3. There is perfect substitutability between food and leisure, and the marginal rate of substitution is constant for all real income levels.

Now if MPL>0 then leisure satiation option becomes invalid, and if MPL=0 then the option of food and leisure as perfect substitutes becomes invalid. Therefore, the only remaining viable option is leisure as an inferior good.

- While mentioning the important role of high agricultural productivity and the creation of surplus for economic development, they have failed to mention the need for capital as well. Although it is important to create surplus, it is equally important to maintain it through technical progress, which is possible through capital accumulation, but the Fei-Ranis model considers only labor and output as factors of production.
- The question of whether MPL = 0 is that of an empirical one. The underdeveloped countries mostly exhibit seasonality in food production, which suggests that especially during favorable climatic conditions, say that of harvesting or sowing, MPL would definitely be greater than zero.

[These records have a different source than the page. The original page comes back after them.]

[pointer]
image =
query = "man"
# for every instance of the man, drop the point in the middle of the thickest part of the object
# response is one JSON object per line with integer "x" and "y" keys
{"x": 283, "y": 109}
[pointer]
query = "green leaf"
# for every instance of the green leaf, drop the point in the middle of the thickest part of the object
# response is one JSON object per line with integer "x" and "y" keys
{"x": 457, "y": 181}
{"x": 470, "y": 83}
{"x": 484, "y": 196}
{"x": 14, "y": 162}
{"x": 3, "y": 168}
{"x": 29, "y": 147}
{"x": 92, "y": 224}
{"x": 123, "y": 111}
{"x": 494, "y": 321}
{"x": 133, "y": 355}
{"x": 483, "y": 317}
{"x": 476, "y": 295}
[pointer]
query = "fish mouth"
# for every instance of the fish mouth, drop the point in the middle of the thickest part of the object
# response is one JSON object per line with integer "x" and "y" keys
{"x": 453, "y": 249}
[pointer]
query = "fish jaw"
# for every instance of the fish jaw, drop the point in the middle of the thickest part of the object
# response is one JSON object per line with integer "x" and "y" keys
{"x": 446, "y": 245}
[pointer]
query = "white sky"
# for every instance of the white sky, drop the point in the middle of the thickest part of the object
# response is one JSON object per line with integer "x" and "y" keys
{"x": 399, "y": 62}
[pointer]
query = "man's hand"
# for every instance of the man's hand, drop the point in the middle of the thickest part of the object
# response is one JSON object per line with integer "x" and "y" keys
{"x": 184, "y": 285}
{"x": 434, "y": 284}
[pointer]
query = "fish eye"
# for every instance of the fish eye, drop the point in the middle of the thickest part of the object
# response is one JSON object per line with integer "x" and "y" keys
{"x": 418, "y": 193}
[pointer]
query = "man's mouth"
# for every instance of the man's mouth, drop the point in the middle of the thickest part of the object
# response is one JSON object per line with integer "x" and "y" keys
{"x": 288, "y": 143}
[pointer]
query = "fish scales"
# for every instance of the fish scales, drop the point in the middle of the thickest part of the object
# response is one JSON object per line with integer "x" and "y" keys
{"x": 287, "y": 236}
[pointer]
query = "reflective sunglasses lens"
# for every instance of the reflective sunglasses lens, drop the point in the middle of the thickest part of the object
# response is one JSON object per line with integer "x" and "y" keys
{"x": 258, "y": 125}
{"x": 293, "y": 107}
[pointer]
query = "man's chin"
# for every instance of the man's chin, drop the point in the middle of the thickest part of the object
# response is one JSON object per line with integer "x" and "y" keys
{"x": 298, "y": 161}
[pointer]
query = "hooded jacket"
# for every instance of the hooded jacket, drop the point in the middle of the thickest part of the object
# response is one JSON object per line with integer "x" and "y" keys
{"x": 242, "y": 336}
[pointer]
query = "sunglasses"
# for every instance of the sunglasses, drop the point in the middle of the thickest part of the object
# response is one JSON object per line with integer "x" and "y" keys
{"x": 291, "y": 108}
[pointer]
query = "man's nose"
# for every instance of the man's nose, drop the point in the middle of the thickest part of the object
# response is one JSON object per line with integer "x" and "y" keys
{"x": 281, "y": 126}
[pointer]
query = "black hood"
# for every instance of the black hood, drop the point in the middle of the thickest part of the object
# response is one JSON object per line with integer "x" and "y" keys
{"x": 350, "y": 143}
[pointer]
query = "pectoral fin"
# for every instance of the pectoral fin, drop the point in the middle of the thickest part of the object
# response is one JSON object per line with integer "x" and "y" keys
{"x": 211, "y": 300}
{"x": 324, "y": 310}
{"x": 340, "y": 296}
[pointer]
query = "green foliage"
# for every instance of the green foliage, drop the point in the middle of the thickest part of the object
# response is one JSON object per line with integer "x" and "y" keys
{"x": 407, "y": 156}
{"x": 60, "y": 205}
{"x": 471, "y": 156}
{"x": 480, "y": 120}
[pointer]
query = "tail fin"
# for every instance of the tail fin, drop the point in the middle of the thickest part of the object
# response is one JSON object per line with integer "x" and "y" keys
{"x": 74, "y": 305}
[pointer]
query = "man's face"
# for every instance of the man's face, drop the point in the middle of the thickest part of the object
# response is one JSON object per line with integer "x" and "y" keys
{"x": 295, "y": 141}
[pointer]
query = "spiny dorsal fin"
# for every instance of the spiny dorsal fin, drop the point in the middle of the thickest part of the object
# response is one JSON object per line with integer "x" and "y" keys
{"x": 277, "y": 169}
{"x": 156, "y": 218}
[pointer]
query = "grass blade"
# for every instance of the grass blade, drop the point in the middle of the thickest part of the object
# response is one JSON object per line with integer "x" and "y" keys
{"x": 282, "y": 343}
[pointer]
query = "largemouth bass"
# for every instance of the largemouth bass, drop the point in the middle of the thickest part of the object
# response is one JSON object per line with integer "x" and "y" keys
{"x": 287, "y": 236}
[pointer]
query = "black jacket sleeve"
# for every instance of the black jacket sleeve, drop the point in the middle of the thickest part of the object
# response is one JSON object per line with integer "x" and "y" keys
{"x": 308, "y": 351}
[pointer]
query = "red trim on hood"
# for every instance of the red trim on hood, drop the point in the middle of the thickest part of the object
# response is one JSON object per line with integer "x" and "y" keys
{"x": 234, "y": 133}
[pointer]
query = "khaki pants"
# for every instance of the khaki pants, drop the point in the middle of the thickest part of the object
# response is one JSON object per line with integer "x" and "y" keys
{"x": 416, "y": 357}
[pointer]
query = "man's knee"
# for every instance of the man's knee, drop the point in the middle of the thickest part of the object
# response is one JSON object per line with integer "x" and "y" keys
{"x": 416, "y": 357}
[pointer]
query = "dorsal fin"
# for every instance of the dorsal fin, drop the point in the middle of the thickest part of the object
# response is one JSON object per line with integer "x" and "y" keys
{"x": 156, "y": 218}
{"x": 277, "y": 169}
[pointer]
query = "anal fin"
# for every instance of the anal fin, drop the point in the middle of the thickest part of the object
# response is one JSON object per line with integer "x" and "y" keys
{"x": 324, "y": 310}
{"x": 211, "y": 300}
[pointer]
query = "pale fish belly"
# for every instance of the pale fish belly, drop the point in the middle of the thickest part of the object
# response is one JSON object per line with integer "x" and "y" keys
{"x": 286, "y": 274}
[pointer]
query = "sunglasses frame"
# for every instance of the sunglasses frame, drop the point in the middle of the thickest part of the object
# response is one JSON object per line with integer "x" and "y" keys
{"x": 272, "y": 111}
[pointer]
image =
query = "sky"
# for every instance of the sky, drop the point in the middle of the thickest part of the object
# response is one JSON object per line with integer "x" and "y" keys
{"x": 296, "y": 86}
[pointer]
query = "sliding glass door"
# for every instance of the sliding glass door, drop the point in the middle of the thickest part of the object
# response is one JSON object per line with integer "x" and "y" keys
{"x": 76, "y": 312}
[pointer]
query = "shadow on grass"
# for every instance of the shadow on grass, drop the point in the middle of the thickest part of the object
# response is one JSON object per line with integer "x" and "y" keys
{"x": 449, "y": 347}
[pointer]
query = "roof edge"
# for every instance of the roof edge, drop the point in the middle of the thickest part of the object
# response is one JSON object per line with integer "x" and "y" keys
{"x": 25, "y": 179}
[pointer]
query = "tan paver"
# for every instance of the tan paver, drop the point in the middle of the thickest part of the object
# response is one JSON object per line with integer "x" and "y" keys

- Fei and Ranis assume a close model and hence there is no presence of foreign trade in the economy, which is very unrealistic as food or raw materials can not be imported. If we take the example of Japan again, the country imported cheap farm products from other countries and this made better the country's terms of trade. Later they relaxed the assumption and said that the presence of a foreign sector was allowed as long as it was a "facilitator" and not the main driving force.
- The reluctant expansionary growth in the industrial sector of underdeveloped countries can be attributed to the lagging growth in the productivity of subsistence agriculture. This suggests that increase in surplus becomes more important a determinant as compared to re-investment of surplus, an idea that was utilized by Jorgenson in his 1961 model that centered around the necessity of surplus generation and surplus persistence.
- Stagnation has not been taken into consideration, and no distinction is made between labor through family and labor through wages. There is also no explanation of the process of self-sustained growth, or of the investment function. There is complete negligence of terms of trade between agriculture and industry, foreign exchange, money and price.